From the early 1600s, mentally ill people or anyone considered “insane” were treated on the same level of criminals during that time. They were cooped up in conditions which would diminish the sanity of even the mentally healthy, chained up and condemned to darkness.

Now in the 21st century, treatment still isn’t on par with treatments for physical conditions. Medical procedures meant to “fix” the mentally ill, such as lobotomies and “electro-shock therapy,” were popular, along with medications that made patients feel like zombies. Fortunately, fewer patients are treated in unhealthy conditions.

Higher quality medications and therapy techniques increase over the decades while organizations fight to erode the stigma around mental issues, such as ideas that people with those conditions are faking it to them being physically dangerous at all times.

Support can go a long way in any crisis. Parents or other figures write off mental illnesses as phases in young kids and teens, not understanding it’s something people can’t grow out of.
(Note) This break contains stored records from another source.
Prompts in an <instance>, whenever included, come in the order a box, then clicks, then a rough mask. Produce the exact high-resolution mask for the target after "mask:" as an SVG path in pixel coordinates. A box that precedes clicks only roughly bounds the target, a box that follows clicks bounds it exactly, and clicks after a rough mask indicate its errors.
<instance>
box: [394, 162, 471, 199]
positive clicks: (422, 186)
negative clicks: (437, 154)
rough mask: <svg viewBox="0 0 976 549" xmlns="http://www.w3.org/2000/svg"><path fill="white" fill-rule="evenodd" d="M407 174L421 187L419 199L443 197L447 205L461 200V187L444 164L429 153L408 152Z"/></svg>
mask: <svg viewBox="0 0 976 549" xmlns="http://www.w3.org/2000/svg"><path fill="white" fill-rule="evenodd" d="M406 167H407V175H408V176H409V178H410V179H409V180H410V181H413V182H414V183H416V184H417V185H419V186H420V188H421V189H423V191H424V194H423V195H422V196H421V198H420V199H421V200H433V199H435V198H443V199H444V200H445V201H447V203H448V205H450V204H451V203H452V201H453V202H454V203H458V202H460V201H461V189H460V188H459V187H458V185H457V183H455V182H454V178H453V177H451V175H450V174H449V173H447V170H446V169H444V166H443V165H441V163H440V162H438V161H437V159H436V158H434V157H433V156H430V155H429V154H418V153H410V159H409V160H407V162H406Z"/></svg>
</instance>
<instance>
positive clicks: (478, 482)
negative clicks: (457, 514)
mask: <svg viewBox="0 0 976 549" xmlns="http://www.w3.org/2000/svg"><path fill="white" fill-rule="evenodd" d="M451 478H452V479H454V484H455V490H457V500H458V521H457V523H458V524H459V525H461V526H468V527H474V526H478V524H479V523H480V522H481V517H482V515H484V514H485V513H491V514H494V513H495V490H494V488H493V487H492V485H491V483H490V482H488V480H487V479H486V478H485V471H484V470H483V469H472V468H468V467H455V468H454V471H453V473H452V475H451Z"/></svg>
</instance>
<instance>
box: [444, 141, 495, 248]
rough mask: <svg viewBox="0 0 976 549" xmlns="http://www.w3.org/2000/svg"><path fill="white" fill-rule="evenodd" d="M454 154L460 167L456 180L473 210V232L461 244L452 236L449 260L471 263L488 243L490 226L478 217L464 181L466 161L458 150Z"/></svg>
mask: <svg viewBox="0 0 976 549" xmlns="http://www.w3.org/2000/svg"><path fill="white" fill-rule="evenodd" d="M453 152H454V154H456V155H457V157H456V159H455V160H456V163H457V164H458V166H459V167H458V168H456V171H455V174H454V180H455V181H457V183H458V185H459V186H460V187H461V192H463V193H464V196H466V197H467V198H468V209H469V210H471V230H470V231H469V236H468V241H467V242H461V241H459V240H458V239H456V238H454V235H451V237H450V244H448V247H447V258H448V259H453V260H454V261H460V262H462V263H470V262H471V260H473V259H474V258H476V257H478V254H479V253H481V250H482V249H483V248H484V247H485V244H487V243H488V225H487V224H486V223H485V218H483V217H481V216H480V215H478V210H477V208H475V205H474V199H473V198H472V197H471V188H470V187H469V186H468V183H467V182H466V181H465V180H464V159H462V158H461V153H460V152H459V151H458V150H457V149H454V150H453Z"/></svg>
Yes, they can learn to cope and treat the symptoms, but it stays. Treating mental illnesses early on not only makes adulthood easier, but it also prevents the development of bad habits. 

Schools can be an amazing place to provide mental health help. With students spending six to seven hours there, teachers and counselors can give adequate advice and steps to cope better. Teens tend to not speak up on issues like these and it leaves the parents or adult figures around the kids to speak up. If their illnesses go untreated, they can snowball which decreases their likelihood of success and can increase the chances of suicude, homicide, substance addictions and/or disruptive behavior.

Suicide prevention slideshows and helpful tips definitey do help. At a young age, it can shine light on topics children haven’t thought about. But as kids turn into young adults, the lessons and methods must change. High schoolers aren’t encouraged to reach out and get help. People around them need to recognize if they’re falling behind in any aspect.

Depression, anxiety and several other mental conditions should be treated with the same urgency as broken bones. Schools should take mental illnesses more seriously and fine-tune their awareness and treatment plans to better suit students’ needs.